We are equally free to express opinions and we won’t find much common ground because I’m firm (my whole life) about my position of fairness boiling down to each person involved.
Your experiences have shaped your own viewpoints. The best way to hold people accountable is to single out individuals for their individual actions. Even though your additional post that primarily cuts it once again to skin color versus skin color instead of focusing on corrupt individuals who get by with crimes and with passing the buck. They’ll continue to play the blame game and continue to judge people based upon skin color.
At a minimum, a solid 10% to 15% in the US walk around acting entitled to things. Multiple reasons but another topic. Important part of this: individuals freely acting out rudeness packaged and presented within all cultures, covering all income brackets, and all shades of skin tones. Overall, individual adults choose their actions in the US. I will never buy into the “They made me do it” argument. When fair consequences aren’t a part of the outcome for rioting and looting, people continue to riot. When bad cops remain on a force the whole precinct suffers because of the actions of the corrupt ones. Blaming a cop for another cop’s actions is as bad as blaming other people for criminal activity they had nothing to do with- generalizing versus specifying- huge difference in outcome. When you spread the blame around a lot of times the guilty get off free and clear. Do you see the difference?
Great response, but you are wasting your breath on this one sadly enough. Good point about the bad cop's, because they're are individual cop's that are bad of course, but it's not a systemic problem like a part of these certain groups love to paint it as.

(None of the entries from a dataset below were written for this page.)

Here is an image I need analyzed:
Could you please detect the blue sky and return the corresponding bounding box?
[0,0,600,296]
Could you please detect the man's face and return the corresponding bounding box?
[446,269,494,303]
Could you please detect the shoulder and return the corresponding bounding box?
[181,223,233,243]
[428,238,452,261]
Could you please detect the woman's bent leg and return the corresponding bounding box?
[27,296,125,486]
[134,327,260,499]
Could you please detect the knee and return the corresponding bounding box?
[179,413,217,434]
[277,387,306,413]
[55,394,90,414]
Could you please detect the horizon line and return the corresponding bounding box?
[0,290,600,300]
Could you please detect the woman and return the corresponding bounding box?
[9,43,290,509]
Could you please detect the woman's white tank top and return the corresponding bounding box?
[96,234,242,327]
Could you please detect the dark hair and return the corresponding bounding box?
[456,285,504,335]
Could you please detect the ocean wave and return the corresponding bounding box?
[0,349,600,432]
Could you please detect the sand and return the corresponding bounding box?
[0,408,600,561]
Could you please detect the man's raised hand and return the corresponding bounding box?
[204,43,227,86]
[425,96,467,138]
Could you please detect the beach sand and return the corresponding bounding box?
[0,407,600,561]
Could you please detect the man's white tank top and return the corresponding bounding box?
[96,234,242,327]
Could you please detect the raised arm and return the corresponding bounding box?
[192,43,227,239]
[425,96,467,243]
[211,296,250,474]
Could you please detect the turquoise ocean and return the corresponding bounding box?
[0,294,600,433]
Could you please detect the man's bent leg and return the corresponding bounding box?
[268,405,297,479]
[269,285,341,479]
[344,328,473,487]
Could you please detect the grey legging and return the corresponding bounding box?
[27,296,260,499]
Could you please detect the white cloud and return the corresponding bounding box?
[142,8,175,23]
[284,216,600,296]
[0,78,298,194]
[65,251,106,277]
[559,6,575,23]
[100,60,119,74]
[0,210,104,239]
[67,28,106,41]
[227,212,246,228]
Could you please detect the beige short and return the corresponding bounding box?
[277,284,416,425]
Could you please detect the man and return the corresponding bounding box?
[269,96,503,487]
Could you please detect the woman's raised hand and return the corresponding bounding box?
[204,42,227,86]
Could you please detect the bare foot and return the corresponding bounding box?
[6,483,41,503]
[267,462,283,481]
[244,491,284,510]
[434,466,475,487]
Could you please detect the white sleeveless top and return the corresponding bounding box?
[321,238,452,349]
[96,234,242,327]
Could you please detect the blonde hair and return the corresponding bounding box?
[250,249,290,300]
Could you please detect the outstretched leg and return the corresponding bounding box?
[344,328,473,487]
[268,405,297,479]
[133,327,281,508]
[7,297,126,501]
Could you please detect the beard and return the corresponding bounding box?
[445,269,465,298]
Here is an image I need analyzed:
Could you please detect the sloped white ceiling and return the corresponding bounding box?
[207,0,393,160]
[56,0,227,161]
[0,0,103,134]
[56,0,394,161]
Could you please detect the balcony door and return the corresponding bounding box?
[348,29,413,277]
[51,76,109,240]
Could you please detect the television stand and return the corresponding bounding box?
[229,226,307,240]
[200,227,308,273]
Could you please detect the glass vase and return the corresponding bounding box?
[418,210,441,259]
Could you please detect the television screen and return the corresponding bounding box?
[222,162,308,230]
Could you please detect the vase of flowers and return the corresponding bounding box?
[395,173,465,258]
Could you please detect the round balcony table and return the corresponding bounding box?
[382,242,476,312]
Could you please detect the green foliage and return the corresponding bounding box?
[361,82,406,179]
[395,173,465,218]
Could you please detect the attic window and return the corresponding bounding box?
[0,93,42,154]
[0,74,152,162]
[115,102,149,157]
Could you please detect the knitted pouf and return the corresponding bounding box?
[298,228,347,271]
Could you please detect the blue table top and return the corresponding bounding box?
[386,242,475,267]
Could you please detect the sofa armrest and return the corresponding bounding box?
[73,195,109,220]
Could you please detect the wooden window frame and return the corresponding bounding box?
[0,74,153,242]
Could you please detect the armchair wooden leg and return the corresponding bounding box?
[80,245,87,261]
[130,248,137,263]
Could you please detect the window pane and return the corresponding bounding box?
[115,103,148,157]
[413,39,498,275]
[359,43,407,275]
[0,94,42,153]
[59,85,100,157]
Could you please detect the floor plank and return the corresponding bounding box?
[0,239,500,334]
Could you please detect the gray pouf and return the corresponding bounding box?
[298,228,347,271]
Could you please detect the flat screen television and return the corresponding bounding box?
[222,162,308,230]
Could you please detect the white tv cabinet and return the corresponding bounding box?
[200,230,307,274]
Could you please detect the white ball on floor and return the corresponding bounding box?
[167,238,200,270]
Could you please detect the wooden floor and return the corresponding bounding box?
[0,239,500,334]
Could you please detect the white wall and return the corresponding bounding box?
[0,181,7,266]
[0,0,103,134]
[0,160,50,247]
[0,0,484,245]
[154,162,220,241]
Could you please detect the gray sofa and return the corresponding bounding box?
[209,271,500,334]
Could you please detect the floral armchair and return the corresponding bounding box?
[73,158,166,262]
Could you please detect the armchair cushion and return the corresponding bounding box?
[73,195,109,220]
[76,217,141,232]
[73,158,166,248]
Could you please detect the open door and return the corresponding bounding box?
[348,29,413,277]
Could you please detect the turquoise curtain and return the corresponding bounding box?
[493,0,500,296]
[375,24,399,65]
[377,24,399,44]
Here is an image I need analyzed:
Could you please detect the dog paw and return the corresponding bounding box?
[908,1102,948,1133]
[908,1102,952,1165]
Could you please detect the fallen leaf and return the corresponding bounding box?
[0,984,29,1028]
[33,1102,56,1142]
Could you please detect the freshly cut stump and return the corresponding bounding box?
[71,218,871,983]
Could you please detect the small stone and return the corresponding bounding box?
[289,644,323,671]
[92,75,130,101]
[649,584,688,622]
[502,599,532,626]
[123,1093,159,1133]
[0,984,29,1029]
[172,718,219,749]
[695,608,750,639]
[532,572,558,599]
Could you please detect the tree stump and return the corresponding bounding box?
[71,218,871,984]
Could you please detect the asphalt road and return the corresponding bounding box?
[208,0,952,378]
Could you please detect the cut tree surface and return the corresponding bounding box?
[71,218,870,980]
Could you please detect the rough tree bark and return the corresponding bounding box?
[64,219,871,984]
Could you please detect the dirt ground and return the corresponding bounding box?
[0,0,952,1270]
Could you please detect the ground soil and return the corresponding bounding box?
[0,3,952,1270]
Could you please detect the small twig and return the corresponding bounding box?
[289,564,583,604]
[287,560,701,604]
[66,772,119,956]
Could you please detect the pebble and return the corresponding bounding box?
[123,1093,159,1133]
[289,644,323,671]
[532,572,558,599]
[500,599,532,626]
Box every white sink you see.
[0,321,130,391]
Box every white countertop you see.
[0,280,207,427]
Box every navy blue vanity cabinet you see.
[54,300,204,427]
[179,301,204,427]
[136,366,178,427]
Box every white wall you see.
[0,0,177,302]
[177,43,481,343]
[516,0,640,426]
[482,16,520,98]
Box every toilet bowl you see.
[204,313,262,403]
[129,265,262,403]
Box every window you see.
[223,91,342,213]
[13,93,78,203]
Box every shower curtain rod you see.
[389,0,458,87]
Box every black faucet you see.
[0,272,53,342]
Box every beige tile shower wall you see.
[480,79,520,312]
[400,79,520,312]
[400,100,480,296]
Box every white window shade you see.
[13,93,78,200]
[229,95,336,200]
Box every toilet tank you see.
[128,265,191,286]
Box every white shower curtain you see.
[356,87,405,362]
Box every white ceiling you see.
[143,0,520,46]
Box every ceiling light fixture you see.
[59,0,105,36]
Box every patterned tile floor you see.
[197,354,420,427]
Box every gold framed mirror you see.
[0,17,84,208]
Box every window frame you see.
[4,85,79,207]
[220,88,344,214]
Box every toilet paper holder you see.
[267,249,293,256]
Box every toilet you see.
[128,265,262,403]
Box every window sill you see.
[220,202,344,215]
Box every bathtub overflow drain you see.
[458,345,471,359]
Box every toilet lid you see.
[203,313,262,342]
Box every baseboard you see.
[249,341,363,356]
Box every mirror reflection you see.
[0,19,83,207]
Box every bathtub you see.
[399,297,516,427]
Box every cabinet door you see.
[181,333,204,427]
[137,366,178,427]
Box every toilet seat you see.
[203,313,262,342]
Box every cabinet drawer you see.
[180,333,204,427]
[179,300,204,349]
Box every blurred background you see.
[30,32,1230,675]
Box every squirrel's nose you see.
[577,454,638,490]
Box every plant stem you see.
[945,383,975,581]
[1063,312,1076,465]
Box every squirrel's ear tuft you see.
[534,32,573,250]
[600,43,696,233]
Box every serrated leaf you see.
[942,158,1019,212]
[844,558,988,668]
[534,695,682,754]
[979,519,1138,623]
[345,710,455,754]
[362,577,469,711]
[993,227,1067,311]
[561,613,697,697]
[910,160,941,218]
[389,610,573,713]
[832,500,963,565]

They know better, but they use the bad to accomplish bigger things that they all want.
The American justice system is suffering badly from this sort of thing, and if someone doesn't begin to stand back up on the principle's of fairness and equal justice under the law, then we as a nation of laws are toast. This two tiered system of justice being created now, isn't going to work, and it isn't working now.
The only way forward is to stop with the skin color bullcrap, and begin to judge everyone as individual's, and upon their character's just as Martin Luther King wanted it.
Sometimes it makes one wonder, otherwise that a percentage of the black race doesn't think that it can hold up to a higher standard, (otherwise when they have been in this "never forsake" your race no matter what they do as individuals type of thinking), and all because they feel as if the black population numbers game is what matters the most to them in their situation.
Also they (certain one's) don't see it right that any white's are qualified or worthy of judging a black person in a court of law or while out on the streets, because certain narratives pushed by certain black's is that the white man or white woman is inherited racist, and because of the white ancestry who had once enslaved the black's in America during the 1800s, then they absolutely have no rights to judge a black person after they were freed in America, and this runs all the way up to now.
Now we as white's disagree with the idea, because crime affects us all, so even though some black's think it not right that they have to deal with white's in this nation concerning criminal activity where black's are concerned, yet because we all live here together it's not practical to think in this way when all races are effected by crime regardless of race...
Otherwise if crimes are committed that affect us all, then yes we white police, as well as black's will be the one's arresting black's also, and then we as (judges black and white), will be judging black's in a court room if they commit crimes in America, just like every state in America does for all races in the same way.
So this idea that black's are someday going to be free from contact with white officers or black officer's in America when it comes to the justice system is an unrealistic view of America.